Lula da Silva, Bolsonaro ou uma "terceira via"? Brasil prepara eleições presidenciais com a difícil tarefa de tentar unir um país "dividido ao meio"

14 mai 2022, 18:00
O antigo presidente Lula da Silva (à esq.) e o atual chefe de Estado, Jair Bolsonaro (à dir.) (EVARISTO SA/AFP via Getty Images)

De acordo com o politólogo José Filipe Pinto, o próximo presidente do Brasil irá confrontar-se com o mesmo desafio que se coloca agora a Macron: tentar reunir um país que está dividido ao meio.Seis perguntas e respostas sobre as eleições no país

O Brasil vai decidir, no dia 2 de outubro, quem será o seu próximo presidente, depois de um mandato de Jair Bolsonaro que ficou marcado por várias polémicas e críticas, nomeadamente em relação à gestão da pandemia de covid-19 no país.

O principal adversário de Bolsonaro nesta corrida às presidenciais será Lula da Silva, o ex-presidente do país, que tem vindo a consolidar a sua vantagem sobre os restantes pré-candidatos nas intenções de voto.

A CNN Portugal criou um guia para que perceba o que está em causa nestas eleições.

Como é eleito o Presidente do Brasil? 

O sistema eleitoral utilizado nas eleições presidenciais do Brasil é o sistema maioritário, à semelhança do que acontece nas presidenciais portuguesas. Neste sistema, ganha o candidato que obtiver mais de 50% dos votos nas eleições.

Caso contrário, ocorre uma segunda volta entre os dois candidatos mais votados na primeira volta, tal como aconteceu recentemente nas presidenciais da França, que terminaram com a vitória de Emmanuel Macron numa segunda volta contra Marine Le Pen.

Quais são os candidatos à presidência?

Para já, ainda não se pode falar em candidatos às eleições presidenciais do Brasil, mas sim em pré-candidatos, uma vez que a lista definitiva de candidatos só será definida nas convenções partidárias que vão ocorrer entre 20 de julho e 5 de agosto deste ano. 

Assim, o Brasil conta já com 10 pré-candidatos, mas, como explica o politólogo José Filipe Pinto, “alguns destes pré-candidatos podem vir a desistir” da corrida presidencial até agosto. “Antes da abertura da campanha, estes partidos lançam um candidato para perceber qual o apoio de que ele beneficia, para lançar as principais bandeiras do partido e tentar perceber a recetividade do eleitorado à sua mensagem”, afirma o especialista à CNN Portugal.

O atual presidente do Brasil, Jair Bolsonaro, do Partido Liberal (PL), pré-candidatou-se a um segundo mandato, quatro anos depois de ter sido eleito em 2018 com 55% dos votos. O mandato de Jair Bolsonaro foi bastante controverso, ficando marcado, entre outras coisas, pela gestão da covid-19 no país.

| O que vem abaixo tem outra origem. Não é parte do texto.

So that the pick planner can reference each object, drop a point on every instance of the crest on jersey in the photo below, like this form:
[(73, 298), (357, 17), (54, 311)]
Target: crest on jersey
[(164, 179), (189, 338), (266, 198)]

O ex-presidente brasileiro Lula da Silva também está entre os pré-candidatos às eleições presidenciais, quatro anos depois de ter sido preso no âmbito da Operação Lava Jato, uma investigação criminal que descobriu casos de corrupção na petrolífera Petrobras e noutros órgãos públicos do país. Lula esteve preso durante 580 dias, acabando por sair em liberdade em 2019, depois do Supremo Tribunal Federal brasileiro ter anulado a possibilidade de prisão. Em 2021, o mesmo tribunal anulou a condenação de Lula, decidindo que o juiz Sérgio Moro não tinha jurisdição para investigar e julgar esses casos.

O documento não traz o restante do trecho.